The STMicroelectronics M24C02-RDS6TG is a 2 Kbit serial EEPROM organized as 256 x 8 bits, accessed through an I2C interface at clock frequencies up to 400 kHz. The 900 ns access time defines the read-cycle latency on the bus — at 400 kHz the bus itself is the bottleneck, not the memory. Write-cycle time is 5 ms per word or page, typical for this density class. The 8-MSOP package is a compact surface-mount footprint suited for space-constrained PCBs in industrial control, sensor modules, and embedded systems where a small non-volatile parameter store or calibration table is needed.
This part carries an official product status of Obsolete. STMicroelectronics has discontinued production, and no last-time-buy window is indicated in the available records.

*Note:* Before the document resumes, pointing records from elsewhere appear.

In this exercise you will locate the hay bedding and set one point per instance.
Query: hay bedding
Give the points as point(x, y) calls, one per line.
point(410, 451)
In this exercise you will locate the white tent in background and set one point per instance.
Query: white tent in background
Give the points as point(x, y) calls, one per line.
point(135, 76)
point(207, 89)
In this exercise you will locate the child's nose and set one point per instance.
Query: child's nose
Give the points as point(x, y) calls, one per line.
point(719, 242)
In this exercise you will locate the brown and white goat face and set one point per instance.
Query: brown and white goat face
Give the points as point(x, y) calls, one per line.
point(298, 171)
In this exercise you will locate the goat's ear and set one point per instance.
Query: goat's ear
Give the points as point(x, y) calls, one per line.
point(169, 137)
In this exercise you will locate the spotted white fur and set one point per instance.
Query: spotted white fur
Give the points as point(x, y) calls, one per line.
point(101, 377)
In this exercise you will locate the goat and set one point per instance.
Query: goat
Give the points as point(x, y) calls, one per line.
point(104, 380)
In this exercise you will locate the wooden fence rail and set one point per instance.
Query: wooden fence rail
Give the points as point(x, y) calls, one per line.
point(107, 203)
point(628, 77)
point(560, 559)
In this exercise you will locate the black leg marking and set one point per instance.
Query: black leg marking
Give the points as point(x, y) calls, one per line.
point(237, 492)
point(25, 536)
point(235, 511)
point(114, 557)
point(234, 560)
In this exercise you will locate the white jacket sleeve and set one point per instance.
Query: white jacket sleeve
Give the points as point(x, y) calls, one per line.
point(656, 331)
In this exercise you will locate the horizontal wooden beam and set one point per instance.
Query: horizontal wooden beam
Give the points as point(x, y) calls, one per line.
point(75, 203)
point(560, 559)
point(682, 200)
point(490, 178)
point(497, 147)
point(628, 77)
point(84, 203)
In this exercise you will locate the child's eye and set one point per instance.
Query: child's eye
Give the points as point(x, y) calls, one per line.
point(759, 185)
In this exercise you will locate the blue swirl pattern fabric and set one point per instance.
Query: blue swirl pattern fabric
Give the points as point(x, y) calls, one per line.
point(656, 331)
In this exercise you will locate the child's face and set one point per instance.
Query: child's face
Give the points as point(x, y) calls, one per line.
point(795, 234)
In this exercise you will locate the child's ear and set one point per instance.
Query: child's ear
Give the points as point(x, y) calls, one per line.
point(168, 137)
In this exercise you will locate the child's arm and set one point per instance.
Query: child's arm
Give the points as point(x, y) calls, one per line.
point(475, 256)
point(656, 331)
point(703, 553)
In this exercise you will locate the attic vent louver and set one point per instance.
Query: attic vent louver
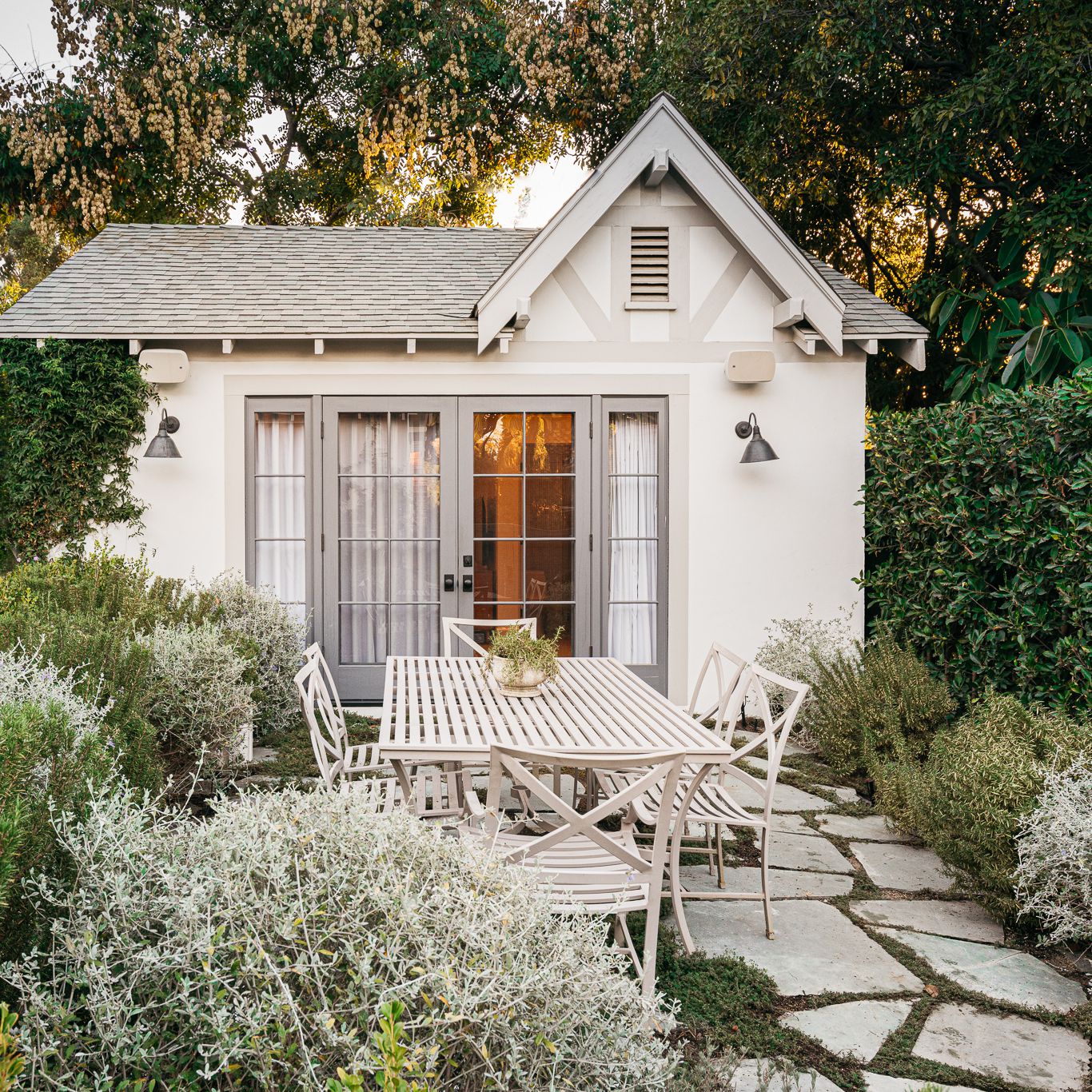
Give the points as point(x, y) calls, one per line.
point(648, 265)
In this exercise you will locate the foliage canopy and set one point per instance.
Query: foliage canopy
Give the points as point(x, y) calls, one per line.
point(978, 522)
point(70, 414)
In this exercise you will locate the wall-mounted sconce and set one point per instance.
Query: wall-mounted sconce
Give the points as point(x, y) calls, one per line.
point(161, 446)
point(757, 450)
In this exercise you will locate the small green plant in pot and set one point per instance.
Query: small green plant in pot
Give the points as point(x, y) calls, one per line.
point(521, 663)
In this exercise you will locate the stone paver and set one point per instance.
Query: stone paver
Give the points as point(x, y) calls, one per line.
point(852, 1030)
point(966, 921)
point(784, 883)
point(785, 799)
point(817, 948)
point(811, 854)
point(901, 867)
point(763, 764)
point(791, 823)
point(879, 1082)
point(761, 1076)
point(866, 828)
point(1005, 1047)
point(742, 739)
point(1000, 973)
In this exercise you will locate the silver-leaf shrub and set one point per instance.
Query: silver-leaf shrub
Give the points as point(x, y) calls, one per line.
point(796, 648)
point(253, 951)
point(280, 636)
point(200, 694)
point(1054, 876)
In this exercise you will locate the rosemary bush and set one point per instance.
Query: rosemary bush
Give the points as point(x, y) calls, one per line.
point(1054, 875)
point(982, 778)
point(257, 951)
point(523, 652)
point(797, 648)
point(876, 703)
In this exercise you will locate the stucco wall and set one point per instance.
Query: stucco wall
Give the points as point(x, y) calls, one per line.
point(747, 543)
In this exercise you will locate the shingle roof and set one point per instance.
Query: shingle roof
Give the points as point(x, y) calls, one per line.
point(225, 281)
point(185, 281)
point(867, 315)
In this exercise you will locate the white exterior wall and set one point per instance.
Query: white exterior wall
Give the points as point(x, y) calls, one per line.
point(747, 543)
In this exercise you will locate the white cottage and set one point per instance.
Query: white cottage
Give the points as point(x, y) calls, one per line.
point(390, 425)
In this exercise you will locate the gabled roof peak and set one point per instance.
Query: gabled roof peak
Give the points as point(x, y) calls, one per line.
point(661, 129)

For a BOM line that currently specifies the M24C02-RDS6TG, the immediate decision is whether a pin-compatible drop-in exists or a board spin is required. The base product number M24C02 covers a family of 2 Kbit I2C EEPROMs in multiple packages (SOIC, TSSOP, UFDFPN) and temperature grades — a same-function variant in a different package may be easier to source, but the 8-MSOP package itself is the constraint. If the board layout can accommodate a slightly larger footprint, the M24C02 family in SOIC-8 or TSSOP-8 remains widely available through standard distribution.
The I2C interface is open-drain, so the bus pull-up resistors set the logic-high voltage — the device's own VCC determines its input thresholds. At 1.8 V operation, the access time and write cycle remain within spec, though the bus speed may be limited by the RC time constant of the pull-ups and trace capacitance. For a design migrating from 5 V to 3.3 V, this part eliminates one voltage translation component.
8-MSOP package — rework and layout notes
It reflows well with standard lead-free profiles, but the small pad size and tight pitch make hand-soldering tricky — a hot-air station with a fine nozzle is the practical method for rework. The package has no exposed thermal pad, so all heat dissipation is through the leads and the PCB copper. For layout, keep the I2C pull-up resistors close to the device to minimize stub length, and route the supply trace with enough width for the low DC current (microamps in standby, a few mA during write).